HerkoDuring the meanwhile 1 Comment

Today I bought the Steinski album ‘What does it all mean? 1983-2006 retrospective‘ (itunes link). This is an album by hip-hop legend Steve Stein, on which he collected some of the mixes he and Douglas DiFranco (also known as Double Dee) made back in the early days of hip-hop.

In fact, it was back in 1983 that Stein and DiFranco, at the time working as an ad writer and a studio engineer respectively, learned about a nationwide remix contest called “Hey Mr. DJ Play That Beat Down by Law Switch the Licks Mastermix Contest” sponsored by Tommy Boy Records. Goal was to remix G.L.O.B.E. & Whiz Kid‘s “Play That Beat Mr. DJ”. A panel including Afrika Bambaataa, Arthur Baker, and Shep Pettibone awarded it first prize after one listen, and the remix gained even more airplay than the original. Their mix was called “Lesson One: The Payoff Mix,” a track that sprinkled the usual funk breakbeats with a parade of samples from feature films and cartoons, including all manner of pop-culture references.

Steinski & Double Dee created more Lesson tracks, with the fourth Lesson track only preformed live once. I learned about the duo from the  Solid Steel podcast, the Coldcut and Ninja Tunes recordlabel affiliated radio station slash podcast station. In podcast ep 81 SolidSteel features an interview from 2002 with the duo, in which they talk to us about their experiences in the Way Back Days, at the start of modern hip-hop.

They later became great inspirators for artists like DJ Shadow, Cut Chemist, the DJ Food collective, some of the worlds very best turntablists.

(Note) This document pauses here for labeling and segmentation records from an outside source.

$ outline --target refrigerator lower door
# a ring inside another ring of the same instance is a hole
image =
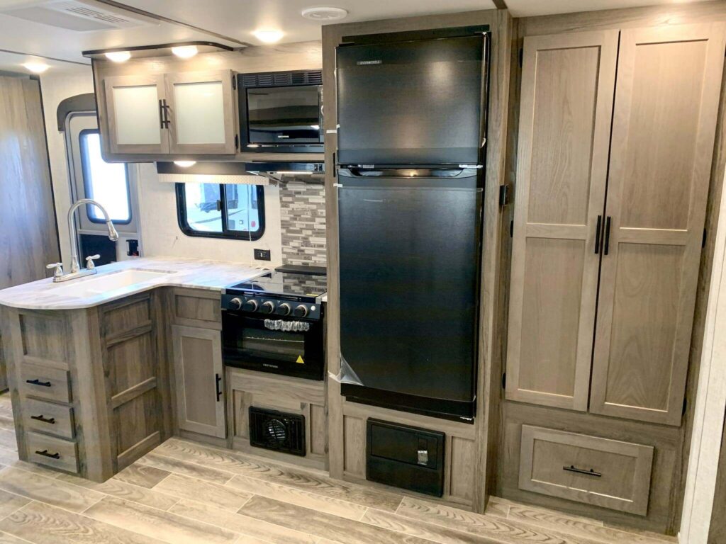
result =
[[[340,171],[340,350],[354,376],[346,395],[427,413],[473,410],[477,179],[476,170],[448,178]]]

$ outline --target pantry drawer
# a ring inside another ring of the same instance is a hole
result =
[[[28,431],[25,433],[25,443],[28,461],[78,473],[78,452],[75,442]]]
[[[63,438],[73,437],[73,409],[70,406],[26,398],[23,400],[23,424]]]
[[[20,396],[39,397],[61,403],[70,402],[70,384],[65,370],[30,363],[20,365]]]
[[[519,488],[645,516],[653,448],[522,426]]]

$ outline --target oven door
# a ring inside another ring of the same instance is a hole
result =
[[[318,321],[222,312],[227,366],[301,378],[323,378],[322,323]]]

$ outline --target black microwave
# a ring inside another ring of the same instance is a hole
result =
[[[237,74],[240,151],[322,153],[322,72]]]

A few months ago my brother and I went to the The Hard Sell show by DJ Shadow & Cut Chemist. There they performed a whole show remixing 45rpm records live on 4 decks, using only guitar pedals to create loops. The result was both very impressive and creative. It’s a mix of skill and creativity you don’t see all that often in hip-hop music nowadays. Take a look at this video of them performing here:

[youtube]http://www.youtube.com/watch?v=UcNmyhAeQ4k[/youtube]

The intersting thing about this (original?) subculture of hip-hop is the basic premisi that you can deconstruct and creatively recombine any creative expression into something new. Originality doesn’t necessarily stem from creating something new from scratch (no pun intended). And this basic premisis is at the core of the hip-hop culture, which makes it one of the biggest influences on modern day media and creativity inductry.

I’m definately not a big hip-hop fan -I lean more towards the turnablism part then towards the slap-yo-bitch-an-look-at-my-bling-bling style R&B that is branded as hip-hop nowadays. But remixing creative expressions is what the modern internet is mostly about. Not just musical samples, but your personal thoughts and ideas (using twitter, for example), text, film, just about anything and everything can be recombined into something fundamentally new. The whole copyright movement doesn’t realise this -yet, but the Creative Commons does, and supports and promotes use of existing creative work for other uses.

So, Steinski and Double Dee show me that remixing is what is is all about.

Comments 1

  1. @Herko. Zeer leuke metafoor voor creative engineering ! Ik ben een believer. Een jaartje geleden heb ik daar nog een artikel over geschreven op Sync: http://sync.nl/op-zoek-naar-de-moderne-ziener/
    Ik geloof sowieso dat jongeren die nu op de arbeidsmarkt komen een heel andere kijk hebben op leren (van lineair naar lateraal) en informatieverwerken (discontinue) en de hip-hop scene, creative commons etc. zijn hier voorbeelden van dat creative engineering overal aanwezig is.